Grandfather is much better now, but he had taken so many different remedies recommended to him, he didn’t really know which had helped. Thankfully, he was well enough to go to the local Post Office on Friday to collect his pension. Our local Post Office is very different from the Post Office in Norwich which seems to me to be a very large building that appears to sell stamps and not much else, a waste of space in my opinion. Our local Post Office sells everything and anything, and on a Friday afternoon it is so busy with older people collecting their pensions you can hardly move between the aisles of fruit, vegetables and various ‘odds and ends’ therein.
Mrs W was there fooling around and somehow she managed to bump into Grandfather who, being a little unsteady on his feet, fell over backwards into a box of tomatoes. After several attempts, two or three people in the shop managed to lift him back up out of the box, but in the meatime Mrs W had left the building without even collecting her pension.
Grandfather was very annoyed, as was Aunt Agatha when she cleaned his trousers (they were his second best). Then she laughed and said ‘Well, Grandfather, that could have been a lot worse, what if they had been eggs and not tomatoes!’

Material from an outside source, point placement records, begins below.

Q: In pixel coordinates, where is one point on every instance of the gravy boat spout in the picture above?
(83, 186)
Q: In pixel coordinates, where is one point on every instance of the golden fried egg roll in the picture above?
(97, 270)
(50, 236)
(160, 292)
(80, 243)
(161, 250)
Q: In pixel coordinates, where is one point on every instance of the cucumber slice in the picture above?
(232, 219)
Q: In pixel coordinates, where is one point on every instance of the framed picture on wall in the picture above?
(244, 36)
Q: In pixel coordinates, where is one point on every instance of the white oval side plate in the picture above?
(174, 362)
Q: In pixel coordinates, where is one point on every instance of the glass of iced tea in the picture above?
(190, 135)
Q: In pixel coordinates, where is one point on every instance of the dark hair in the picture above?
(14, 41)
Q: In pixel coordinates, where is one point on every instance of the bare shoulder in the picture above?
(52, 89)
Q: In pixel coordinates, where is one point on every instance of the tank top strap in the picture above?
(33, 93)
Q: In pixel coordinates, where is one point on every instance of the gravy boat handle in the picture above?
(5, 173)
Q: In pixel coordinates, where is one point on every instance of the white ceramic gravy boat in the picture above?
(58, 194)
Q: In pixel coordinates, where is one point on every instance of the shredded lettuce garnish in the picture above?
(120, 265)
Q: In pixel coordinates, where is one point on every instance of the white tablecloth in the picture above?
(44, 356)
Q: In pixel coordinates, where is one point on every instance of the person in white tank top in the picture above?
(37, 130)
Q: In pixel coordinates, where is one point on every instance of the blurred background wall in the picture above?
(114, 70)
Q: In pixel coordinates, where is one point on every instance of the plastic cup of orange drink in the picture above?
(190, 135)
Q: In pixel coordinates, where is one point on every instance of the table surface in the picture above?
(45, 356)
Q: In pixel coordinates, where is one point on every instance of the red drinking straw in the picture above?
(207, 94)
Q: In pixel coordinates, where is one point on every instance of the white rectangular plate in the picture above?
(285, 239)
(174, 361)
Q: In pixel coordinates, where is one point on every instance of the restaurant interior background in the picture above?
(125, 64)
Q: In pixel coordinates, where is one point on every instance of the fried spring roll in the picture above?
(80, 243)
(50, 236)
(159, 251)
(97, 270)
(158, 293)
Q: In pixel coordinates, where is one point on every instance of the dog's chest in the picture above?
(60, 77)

”On Thursday morning I knew that this week you were going to get into a mess, when you put your new shoes on the table.’
Aunt Agatha is very good natured – she would not hurt a soul. She even drowns kittens in warm water, so that they don’t suffer unnecessarily.
Farewell my friends,
Yours obediently,
THE BOY JOHN.
P.S. My Aunt Agatha says: ‘It’s not what you look at that causes problems, it’s what you see when you look.’
Each letter finished with Aunt Agatha’s words of wisdom, prefaced by ‘She say‘. Below are more examples of the great man’s Norfolk wit.
A book of the letters is still in print, published by the Mousehold Press, and is available through their website or other online bookstores. More information about Sidney Grapes can be found on the Literary Norfolk website. Keith Skipper also paid tribute to the great man in the Eastern Daily Press in 2018, on the 60th anniversary of his death.
AUNT AGATHA, SHE SAY…
- Tha’s no good a putten yer foot down if yew hearnt got a leg to stan’ orn.
- Never hit a man when he’s down he might get up agin.
- Reality is wen yew leave dutty dishes in the sink and them beggars are still there wen yew git hum.
- That earn’t wot gals know nowadays wot bother their parents, tha’s how they found out.
- Troubles are like bearbies, the more yow narse ’em, the bigger they grow.